Think beef from cows that eat grass rather than grain, eggs from free-range chickens that eat bugs, and wild salmon rather than farm-raised, Robinson said.

Coconut oil, extra virgin olive oil and butter made from grass-fed cows are other good sources of good fat, he said. 

“We eat a lot of fat,” Nola Comingore said. “I eat eggs, butter and bacon every morning for breakfast.

“Changing your dietary habits is tough in the beginning, because we were all so addicted to sugar and starch,” she said. “So the first week was miserable getting over the addiction.

“When you back off that cold turkey, you have withdrawal symptoms and that was the miserable first week,” she said. “After that, it was really pretty easy.”

“It’s not a diet or a program; it’s a lifestyle,” Robinson said. “It’s like real humans are supposed to eat.”


“It’s been fantastic.
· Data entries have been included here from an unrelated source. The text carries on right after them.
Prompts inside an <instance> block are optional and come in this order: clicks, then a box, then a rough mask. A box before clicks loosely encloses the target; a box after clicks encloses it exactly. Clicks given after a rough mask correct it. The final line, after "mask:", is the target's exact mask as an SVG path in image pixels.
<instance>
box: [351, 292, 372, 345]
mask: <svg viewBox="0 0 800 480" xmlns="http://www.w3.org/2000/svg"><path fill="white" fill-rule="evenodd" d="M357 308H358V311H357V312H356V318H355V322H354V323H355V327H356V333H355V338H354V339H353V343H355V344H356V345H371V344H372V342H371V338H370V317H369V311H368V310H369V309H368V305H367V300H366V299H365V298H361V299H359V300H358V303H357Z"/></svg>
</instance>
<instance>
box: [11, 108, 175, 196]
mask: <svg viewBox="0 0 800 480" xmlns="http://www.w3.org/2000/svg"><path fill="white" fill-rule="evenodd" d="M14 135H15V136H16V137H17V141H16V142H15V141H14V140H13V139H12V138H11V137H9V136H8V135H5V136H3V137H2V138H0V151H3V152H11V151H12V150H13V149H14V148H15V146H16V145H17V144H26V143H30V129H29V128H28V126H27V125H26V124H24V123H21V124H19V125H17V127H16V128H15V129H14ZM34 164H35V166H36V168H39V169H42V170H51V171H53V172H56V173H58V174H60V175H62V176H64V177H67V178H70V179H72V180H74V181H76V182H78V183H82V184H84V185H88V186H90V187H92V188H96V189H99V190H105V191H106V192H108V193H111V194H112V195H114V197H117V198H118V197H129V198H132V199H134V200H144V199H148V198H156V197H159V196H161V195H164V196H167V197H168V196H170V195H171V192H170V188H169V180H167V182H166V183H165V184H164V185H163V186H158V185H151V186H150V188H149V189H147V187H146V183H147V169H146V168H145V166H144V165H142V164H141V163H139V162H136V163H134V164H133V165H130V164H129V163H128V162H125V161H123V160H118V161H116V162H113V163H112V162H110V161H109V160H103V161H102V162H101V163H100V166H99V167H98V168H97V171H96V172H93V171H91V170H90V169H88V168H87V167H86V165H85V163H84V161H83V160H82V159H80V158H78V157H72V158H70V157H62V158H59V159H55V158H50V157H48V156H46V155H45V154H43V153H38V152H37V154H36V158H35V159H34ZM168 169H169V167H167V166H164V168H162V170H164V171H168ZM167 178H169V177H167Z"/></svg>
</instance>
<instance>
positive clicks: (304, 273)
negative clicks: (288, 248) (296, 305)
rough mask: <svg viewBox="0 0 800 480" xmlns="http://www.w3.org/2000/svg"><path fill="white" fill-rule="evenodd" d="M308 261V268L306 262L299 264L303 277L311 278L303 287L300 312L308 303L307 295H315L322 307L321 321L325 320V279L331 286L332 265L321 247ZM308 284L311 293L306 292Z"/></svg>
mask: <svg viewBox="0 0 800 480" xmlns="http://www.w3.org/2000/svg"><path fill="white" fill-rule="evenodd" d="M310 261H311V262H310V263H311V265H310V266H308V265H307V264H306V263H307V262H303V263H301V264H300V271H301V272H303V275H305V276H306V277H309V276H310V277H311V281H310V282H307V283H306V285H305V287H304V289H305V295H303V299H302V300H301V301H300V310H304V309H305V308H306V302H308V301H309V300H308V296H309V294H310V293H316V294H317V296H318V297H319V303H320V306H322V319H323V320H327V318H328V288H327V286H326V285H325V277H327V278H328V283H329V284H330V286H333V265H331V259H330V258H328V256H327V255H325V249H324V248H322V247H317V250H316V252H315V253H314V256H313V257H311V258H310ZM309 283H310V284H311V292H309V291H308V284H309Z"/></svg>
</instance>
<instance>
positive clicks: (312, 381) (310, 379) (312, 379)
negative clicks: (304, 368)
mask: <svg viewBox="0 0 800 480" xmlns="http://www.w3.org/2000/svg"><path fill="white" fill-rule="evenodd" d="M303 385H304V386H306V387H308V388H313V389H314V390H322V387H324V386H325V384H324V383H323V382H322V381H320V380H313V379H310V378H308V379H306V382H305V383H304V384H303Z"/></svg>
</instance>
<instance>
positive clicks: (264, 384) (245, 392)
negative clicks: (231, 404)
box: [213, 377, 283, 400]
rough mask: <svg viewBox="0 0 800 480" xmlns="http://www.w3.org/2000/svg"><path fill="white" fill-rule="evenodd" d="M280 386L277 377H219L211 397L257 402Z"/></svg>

It’s changed our outlook on life,” said Nola Comingore, who has lost 60 pounds since joining the pack one year ago. Zoe Comingore has lost 50.

Nola Comingore no longer wears a knee brace and Zoe Comingore’s healthier lifestyle has boosted her confidence. 

“Working out with heart has really clicked with me,” Zoe Comingore said. “My self-esteem has gone up a lot since I started. A lot of people can tell because I’m more talkative and friendly instead of just hiding from everybody, which is what I tended to do the first 2½ years of high school.

“It’s a lot easier to do presentations for school; to get up in front of the class.”

Zoe Comingore applied for college and wrote an essay about her Wolfpack experience as part of the admissions requirement. “If you want to make the change hard enough, you will find a way to do it,” she said.

She was accepted at Massachusetts College of Pharmacy and Health Sciences, where she will study ultrasound next fall. 


“Learning about nutrition was the piece that sent me over the edge,” Nola Comingore said. “Moving is great, but learning to eat like Luke has taught me has made changing my eating habits so much more easier because I can eat and not starve. I feel so much more healthier and energetic and the weight just falls off.”

Nola Comingore now wakes up each morning before the alarm goes off. “I’m addicted,” she said about her new lifestyle. 

The Comingores work out three days a week.

“If I miss a day, something is just not right,” Nola Comingore said. “I feel like I gotta go beat a tire.”